When a pharmaceutical company changes an SPC or PIL, a new version is published on medicines.ie. For each version, we show the dates it was published on medicines.ie and the reasons for change.
Important adverse reactions
Myelosuppression
Treatment with dasatinib is associated with anaemia, neutropenia and thrombocytopenia. Their occurrence is more frequent in patients with advanced phase CML or Ph+ ALL than in chronic phase CML. CompleteIn imatinib resistant or intolerant patients, complete blood counts should be performed weekly for the first 2 months, and then monthly thereafter, or as clinically indicated. In patients with newly diagnosed chronic phase CML, complete blood counts should be performed every 2 weeks for the first 6 weeks, every 3 months for 2 years and then every 6 months thereafter. Myelosuppression was generally reversible and usually managed by withholding dasatinib temporarily or by dose reduction (see sections 4.2 and 4.8).
Section 4.4 the following text has been added:
Pulmonary arterial hypertension (PAH)
PAH (pre-capillary pulmonary arterial hypertension confirmed by right heart catheterization) has been reported in association with dasatinib treatment in post-marketing reports (see section 4.8). In these cases, PAH was reported after initiation of dasatinib therapy, including after more than one year of treatment.
Patients should be evaluated for signs and symptoms of underlying cardiopulmonary disease prior to initiating dasatinib therapy. An echocardiography should be performed at treatment initiation in every patient presenting symptoms of cardiac disease and considered in patients with risk factors for cardiac or pulmonary disease. Patients who develop dyspnoea and fatigue after initiation of therapy should be evaluated for common etiologies including pleural effusion, pulmonary oedema, anaemia, or lung infiltration. In accordance with recommendations for management of non-haematologic adverse reactions (see section 4.2) the dose of dasatinib should be reduced or therapy interrupted during this evaluation. If no explanation is found, or if there is no improvement with dose reduction or interruption, the diagnosis of PAH should be considered. The diagnostic approach should follow standard practice guidelines. If PAH is confirmed, dasatinib should be permanently discontinued. Follow up should be performed according to standard practice guidelines. Improvements in haemodynamic and clinical parameters have been observed in dasatinib-treated patients with PAH following cessation of dasatinib therapy.
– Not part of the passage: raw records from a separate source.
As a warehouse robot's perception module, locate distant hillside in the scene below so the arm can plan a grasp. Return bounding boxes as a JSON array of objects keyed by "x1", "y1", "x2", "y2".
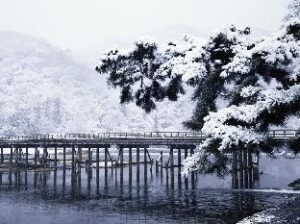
[{"x1": 0, "y1": 31, "x2": 193, "y2": 135}]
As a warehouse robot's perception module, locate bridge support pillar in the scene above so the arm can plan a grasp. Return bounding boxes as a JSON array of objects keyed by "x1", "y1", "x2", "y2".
[
  {"x1": 243, "y1": 149, "x2": 249, "y2": 189},
  {"x1": 238, "y1": 150, "x2": 244, "y2": 189},
  {"x1": 231, "y1": 150, "x2": 239, "y2": 189},
  {"x1": 63, "y1": 147, "x2": 66, "y2": 170},
  {"x1": 129, "y1": 147, "x2": 132, "y2": 189},
  {"x1": 144, "y1": 147, "x2": 148, "y2": 186},
  {"x1": 248, "y1": 150, "x2": 253, "y2": 189},
  {"x1": 1, "y1": 147, "x2": 4, "y2": 163},
  {"x1": 25, "y1": 147, "x2": 28, "y2": 168},
  {"x1": 170, "y1": 146, "x2": 174, "y2": 189},
  {"x1": 96, "y1": 147, "x2": 100, "y2": 194},
  {"x1": 9, "y1": 146, "x2": 13, "y2": 166}
]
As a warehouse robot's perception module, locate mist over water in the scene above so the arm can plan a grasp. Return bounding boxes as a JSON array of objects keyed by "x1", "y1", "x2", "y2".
[{"x1": 0, "y1": 158, "x2": 300, "y2": 224}]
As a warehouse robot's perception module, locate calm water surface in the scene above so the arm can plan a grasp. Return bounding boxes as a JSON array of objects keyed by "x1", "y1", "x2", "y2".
[{"x1": 0, "y1": 158, "x2": 300, "y2": 224}]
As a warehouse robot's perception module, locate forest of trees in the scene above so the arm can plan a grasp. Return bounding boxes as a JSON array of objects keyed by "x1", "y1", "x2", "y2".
[{"x1": 96, "y1": 0, "x2": 300, "y2": 173}]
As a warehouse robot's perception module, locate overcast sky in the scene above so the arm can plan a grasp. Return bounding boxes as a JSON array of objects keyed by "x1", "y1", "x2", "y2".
[{"x1": 0, "y1": 0, "x2": 289, "y2": 49}]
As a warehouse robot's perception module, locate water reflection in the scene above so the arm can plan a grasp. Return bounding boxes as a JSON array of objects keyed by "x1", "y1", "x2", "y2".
[{"x1": 0, "y1": 163, "x2": 292, "y2": 223}]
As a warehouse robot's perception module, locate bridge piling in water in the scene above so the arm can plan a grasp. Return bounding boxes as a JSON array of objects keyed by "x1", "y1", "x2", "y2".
[{"x1": 0, "y1": 132, "x2": 274, "y2": 188}]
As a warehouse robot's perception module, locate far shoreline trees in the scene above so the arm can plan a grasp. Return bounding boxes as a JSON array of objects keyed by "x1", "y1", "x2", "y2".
[{"x1": 96, "y1": 0, "x2": 300, "y2": 173}]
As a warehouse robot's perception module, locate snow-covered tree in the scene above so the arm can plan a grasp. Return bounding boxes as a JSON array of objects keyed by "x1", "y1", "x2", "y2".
[
  {"x1": 96, "y1": 1, "x2": 300, "y2": 174},
  {"x1": 96, "y1": 40, "x2": 199, "y2": 112},
  {"x1": 186, "y1": 3, "x2": 300, "y2": 175}
]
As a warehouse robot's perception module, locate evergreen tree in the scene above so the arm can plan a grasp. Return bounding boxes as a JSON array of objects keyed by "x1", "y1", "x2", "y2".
[{"x1": 96, "y1": 0, "x2": 300, "y2": 174}]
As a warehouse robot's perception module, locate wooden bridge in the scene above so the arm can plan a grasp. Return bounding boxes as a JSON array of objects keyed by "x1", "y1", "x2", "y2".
[{"x1": 0, "y1": 129, "x2": 300, "y2": 188}]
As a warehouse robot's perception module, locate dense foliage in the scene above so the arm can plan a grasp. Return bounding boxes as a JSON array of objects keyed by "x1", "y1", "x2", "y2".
[{"x1": 96, "y1": 1, "x2": 300, "y2": 173}]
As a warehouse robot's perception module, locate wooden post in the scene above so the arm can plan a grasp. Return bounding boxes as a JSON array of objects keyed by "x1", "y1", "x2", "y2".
[
  {"x1": 243, "y1": 150, "x2": 249, "y2": 188},
  {"x1": 170, "y1": 146, "x2": 174, "y2": 189},
  {"x1": 231, "y1": 150, "x2": 239, "y2": 189},
  {"x1": 34, "y1": 147, "x2": 38, "y2": 167},
  {"x1": 248, "y1": 150, "x2": 253, "y2": 188},
  {"x1": 170, "y1": 146, "x2": 174, "y2": 170},
  {"x1": 178, "y1": 148, "x2": 181, "y2": 168},
  {"x1": 129, "y1": 147, "x2": 132, "y2": 166},
  {"x1": 63, "y1": 147, "x2": 66, "y2": 170},
  {"x1": 9, "y1": 146, "x2": 13, "y2": 166},
  {"x1": 144, "y1": 147, "x2": 148, "y2": 183},
  {"x1": 129, "y1": 147, "x2": 132, "y2": 187},
  {"x1": 120, "y1": 146, "x2": 124, "y2": 187},
  {"x1": 25, "y1": 147, "x2": 28, "y2": 168},
  {"x1": 87, "y1": 147, "x2": 92, "y2": 172},
  {"x1": 136, "y1": 147, "x2": 140, "y2": 184},
  {"x1": 1, "y1": 147, "x2": 4, "y2": 163},
  {"x1": 104, "y1": 147, "x2": 108, "y2": 186},
  {"x1": 238, "y1": 150, "x2": 244, "y2": 189},
  {"x1": 54, "y1": 146, "x2": 57, "y2": 170},
  {"x1": 96, "y1": 147, "x2": 99, "y2": 194},
  {"x1": 136, "y1": 148, "x2": 140, "y2": 164},
  {"x1": 184, "y1": 148, "x2": 188, "y2": 159},
  {"x1": 43, "y1": 147, "x2": 48, "y2": 168},
  {"x1": 72, "y1": 146, "x2": 75, "y2": 173},
  {"x1": 191, "y1": 148, "x2": 194, "y2": 156},
  {"x1": 15, "y1": 147, "x2": 19, "y2": 166}
]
Section 4.8: The following text highlighted has been added
Respiratory, thoracic and mediastinal disorders
Very common
pleural effusion*, dyspnoea
Common
cough, pulmonary oedema*, pulmonary hypertension*, lung infiltration, pneumonitis
Uncommon
bronchospasm, asthma
Rare
acute respiratory distress syndrome
Not known
interstitial lung disease, pulmonary arterial hypertension (pre-capillary pulmonary arterial hypertension)
PAH (pre-capillary pulmonary arterial hypertension confirmed by right heart catheterization) has been reported in association with dasatinib exposure in post-marketing reports. In these cases, PAH was reported after initiation of dasatinib therapy, including after more than one year of treatment. Patients with PAH reported during dasatinib treatment were often taking concomitant medications or had co-morbidities in addition to the underlying malignancy. Improvements in haemodynamic and clinical parameters have been observed in patients with PAH following discontinuation of dasatinib.
Secion 5.3 revised as follows:
No carcinogenesis studies were conducted with dasatinib.
Dasatinib was not carcinogenic in rats at doses up to 3 mg/kg/day, a dose which gave rise to a dasatinib plasma exposure level close to what is observed clinically.
Please note that the SPC is the same as the one submitted for eMC apart from this not containing Black Triangle in the first section.
Sections 1, 2 and 3, 6.5 and 8: Information about two additional strengths of 80mg and 140mg included. Section 4.1, 4.2, 4.4, 4.8, 5.1: Updated with regards to New indication of First Line CML. Indications are as follows:
SPRYCEL is indicated for the treatment of adult patients with:
§ newly diagnosed Philadelphia chromosome positive (Ph+) chronic myelogenous leukaemia (CML) in the chronic phase.
§ chronic, accelerated or blast phase CML with resistance or intolerance to prior therapy including imatinib mesilate.
§ Ph+ acute lymphoblastic leukaemia (ALL) and lymphoid blast CML with resistance or intolerance to prior therapy.
Section 10: Revision Date changed to 6 December 2010
Section 4.2: The sentence "Tablets must not be crushed or cut, they must be swallowed whole. SPRYCEL can be taken with or without a meal and should be taken consistently either in the morning or in the evening" moved to the end of the section Paediatric patients: revised as follows: "The safety and efficacy of SPRYCEL in children and adolescents below 18 years of age have not been established. No data are available (see section 5.1)."
Section 4.5 revised to include the following statement: "In a study of 14 healthy subjects, administration of a single 100‑mg dose of SPRYCEL 22 hours following a 4-day, 40-mg omeprazole dose at steady state reduced the AUC of dasatinib by 43% and the Cmax of dasatinib by 42%." Section 5.1: The statement "Safety and efficacy of dasatinib have not yet been studied in paediatric patients" was moved to the end of the Section with the addition of the paragraph below:
"The European Medicines Agency has deferred the obligation to submit the results of studies with SPRYCEL in one or more subsets of the paediatric population in Philadelphia chromosome (BCR-ABL translocation)-positive chronic myeloid leukaemia and Philadelphia chromosome (BCR-ABL translocation)-positive acute lymphoblastic leukaemia (see section 4.2 for information on paediatric use)."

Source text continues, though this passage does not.